C. Impact of the Decision
- Additional Insureds. Lenders, landlords, and other non-operational stakeholders frequently rely on “blanket” additional-insured endorsements. This decision warns that, unless liability is exclusively attributable to the named insured’s acts, coverage will evaporate.
- Receiverships & Turnarounds. The involvement of a court-appointed receiver can break the causal chain needed for additional-insured coverage because the receiver’s conduct is not that of the named insured.
- Notice & Consent Clauses. The First Circuit re-affirms that, in claims-made policies, written notice and consent provisions are strict conditions precedent; “actual knowledge” or lack of insurer prejudice will not salvage late notice.
- Litigation Strategy. Insureds opposing motions to add them as defendants must tender the motion immediately and secure the insurer’s written consent before incurring fees if they hope to obtain reimbursement.
- Bad-Faith Exposure. Insurers retain a safe harbor where their denial rests on a reasonable policy construction—even if later deemed incorrect—thereby narrowing the circumstances for treble damages under Chapter 93A.
Complex Concepts Simplified
- Claims-Made Policy – Covers claims first made against the insured during the policy period, irrespective of when the wrongful act occurred. Timely notice is integral.
- Additional Insured – A party added to an insurance policy via endorsement, receiving specified (often narrower) coverage.
- Endorsement – A policy amendment that modifies coverage; later-in-time endorsements override conflicting base-policy language.
- Duty to Defend – The insurer’s obligation to hire counsel whenever the complaint’s allegations are “reasonably susceptible” to covered claims. Broader than the duty to indemnify.

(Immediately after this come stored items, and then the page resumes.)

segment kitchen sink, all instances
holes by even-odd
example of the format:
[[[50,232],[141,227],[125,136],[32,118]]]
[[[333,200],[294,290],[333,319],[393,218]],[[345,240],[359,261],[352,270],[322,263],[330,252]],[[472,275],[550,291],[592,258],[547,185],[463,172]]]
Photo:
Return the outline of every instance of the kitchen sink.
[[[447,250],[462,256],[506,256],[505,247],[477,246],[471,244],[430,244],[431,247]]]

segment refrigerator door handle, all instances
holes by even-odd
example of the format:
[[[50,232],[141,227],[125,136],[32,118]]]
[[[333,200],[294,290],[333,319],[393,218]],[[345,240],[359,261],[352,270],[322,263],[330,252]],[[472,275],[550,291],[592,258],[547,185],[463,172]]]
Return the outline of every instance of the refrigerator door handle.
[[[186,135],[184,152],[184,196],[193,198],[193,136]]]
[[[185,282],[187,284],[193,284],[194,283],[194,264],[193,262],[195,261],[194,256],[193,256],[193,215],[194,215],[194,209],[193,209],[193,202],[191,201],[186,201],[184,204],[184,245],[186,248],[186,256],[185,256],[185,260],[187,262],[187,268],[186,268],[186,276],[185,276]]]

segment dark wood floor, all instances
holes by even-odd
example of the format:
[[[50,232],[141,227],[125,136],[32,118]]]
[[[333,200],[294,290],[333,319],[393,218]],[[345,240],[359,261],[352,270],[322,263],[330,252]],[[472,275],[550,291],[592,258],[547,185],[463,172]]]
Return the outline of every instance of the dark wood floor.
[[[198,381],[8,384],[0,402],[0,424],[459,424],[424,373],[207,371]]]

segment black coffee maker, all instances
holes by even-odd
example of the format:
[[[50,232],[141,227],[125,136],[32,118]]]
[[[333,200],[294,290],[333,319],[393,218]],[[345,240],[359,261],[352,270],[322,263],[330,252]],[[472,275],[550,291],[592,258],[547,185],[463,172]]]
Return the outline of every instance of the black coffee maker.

- Personal Injury (Policy Definition) – Not bodily harm; rather, offenses such as wrongful eviction, false arrest, libel, etc.
- Wrongful Eviction – Depriving a person of lawful occupancy rights without proper legal process.
- Chapter 93A / 176D – Massachusetts statutes imposing liability for unfair or deceptive insurance practices; require unreasonable insurer conduct.
Conclusion
The First Circuit’s ruling in BI 40 LLC v. Ironshore tightens the availability of defense coverage for additional insureds under specialized endorsements and reinforces Massachusetts’ unforgiving stance on notice and consent conditions in claims-made policies. Lenders and other passive investors can no longer assume that broad allegations in resident or consumer lawsuits will trigger defense duties; instead, they must scrutinize whether liability rests solely on the named insured’s conduct and must involve their insurers immediately when litigation threatens. Concurrently, insurers gain a clear appellate blessing for denying defense where (i) the sole-liability condition is not met or (ii) notice/consent provisions are breached, without needing to show prejudice. This decision thus recalibrates the risk calculus for parties who seek to transfer operational liabilities through insurance endorsements and underscores the primacy of policy language in coverage disputes.